JustAuthenticateMe offers simple magic link based authentication as a service for web apps. This is a tiny library for your node.js backend to verify ID Tokens from JustAuthenticateMe and otherwise interact with the service. If you're looking for the browser sdk, see justauthenticateme-web.
npm install --save justauthenticateme-web
yarn add justauthenticateme-web
import JustAuthenticateMe from "justauthenticateme-web";
Pass your App ID from the JustAuthenticateMe dashboard to the constructor.
const appId = "dcd6555e-edff-4f3d-83c9-3af79ea8f895";
const jam = new JustAuthenticateMe(appId);
const email = await jam.verify(idToken);
On the first call, this will fetch the public key for your app from the JustAuthenticateMe API and cache it for all future uses. It verifies the ID Token with your app's public key and pulls out the email from the JWT payload. If the token is invalid for any reason, an error will be thrown.
There is an optional second boolean argument for forcing a refetch of the public key. jam.verify(idToken, true)
will always make the API call to get your public key, even if it was already cached, and cache the results of that call.
const jwks = await jam.getJwks();
This will fetch the JWKS representation of the public key for your app from the JustAuthenticateMe API. Currently, all apps will only have one key in the set.

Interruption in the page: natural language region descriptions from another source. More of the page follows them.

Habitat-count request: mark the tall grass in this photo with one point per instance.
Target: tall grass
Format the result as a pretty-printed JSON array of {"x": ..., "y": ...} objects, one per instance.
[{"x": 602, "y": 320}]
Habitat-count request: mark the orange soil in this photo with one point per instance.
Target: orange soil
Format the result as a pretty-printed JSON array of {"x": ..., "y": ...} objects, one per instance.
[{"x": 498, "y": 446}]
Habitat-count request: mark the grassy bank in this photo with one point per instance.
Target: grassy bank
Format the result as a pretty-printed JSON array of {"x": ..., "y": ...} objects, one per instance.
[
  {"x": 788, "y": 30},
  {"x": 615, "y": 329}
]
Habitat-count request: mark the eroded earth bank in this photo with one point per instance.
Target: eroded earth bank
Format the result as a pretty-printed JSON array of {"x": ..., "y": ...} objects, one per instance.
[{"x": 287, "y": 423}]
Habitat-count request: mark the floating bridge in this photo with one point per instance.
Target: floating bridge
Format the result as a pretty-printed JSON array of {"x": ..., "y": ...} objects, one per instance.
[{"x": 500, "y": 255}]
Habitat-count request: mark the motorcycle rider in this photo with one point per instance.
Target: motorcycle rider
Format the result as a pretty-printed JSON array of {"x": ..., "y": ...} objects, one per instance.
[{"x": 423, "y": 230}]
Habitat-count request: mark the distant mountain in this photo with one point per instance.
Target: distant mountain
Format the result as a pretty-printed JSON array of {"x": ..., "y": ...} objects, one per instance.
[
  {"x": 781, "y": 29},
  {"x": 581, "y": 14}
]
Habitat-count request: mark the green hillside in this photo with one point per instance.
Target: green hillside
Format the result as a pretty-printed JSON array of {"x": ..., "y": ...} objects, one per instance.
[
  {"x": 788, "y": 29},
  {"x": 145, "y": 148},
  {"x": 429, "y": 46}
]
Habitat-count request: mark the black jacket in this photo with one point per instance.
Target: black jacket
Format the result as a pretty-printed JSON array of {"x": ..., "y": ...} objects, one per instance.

await jam.initAuth("someone@example.com");
This will generate a magic link and send it to the email argument. Upon clicking the magic link the user will be redirected to the Redirect URL specified for your app in the JustAuthenticateMe Dashboard with an ID Token and Refresh Token (if enabled) as query string parameters. Successful promise completion means the email was successfully generated and sent.
const newIdToken = await jam.refresh(refreshToken);
await jam.deleteRefreshToken(idToken, refreshToken);
idToken
must be a valid ID Token for the user. refreshToken
will no longer be valid after calling this function. It's recommended to call this function when logging out in addition to deleting the refreshToken
from local memory.
await jam.deleteAllRefreshTokens(idToken);
idToken
must be a valid ID Token for the user. Calling this function will invalidate all existing refreshToken
s for the user, effectively logging the user out from all devices.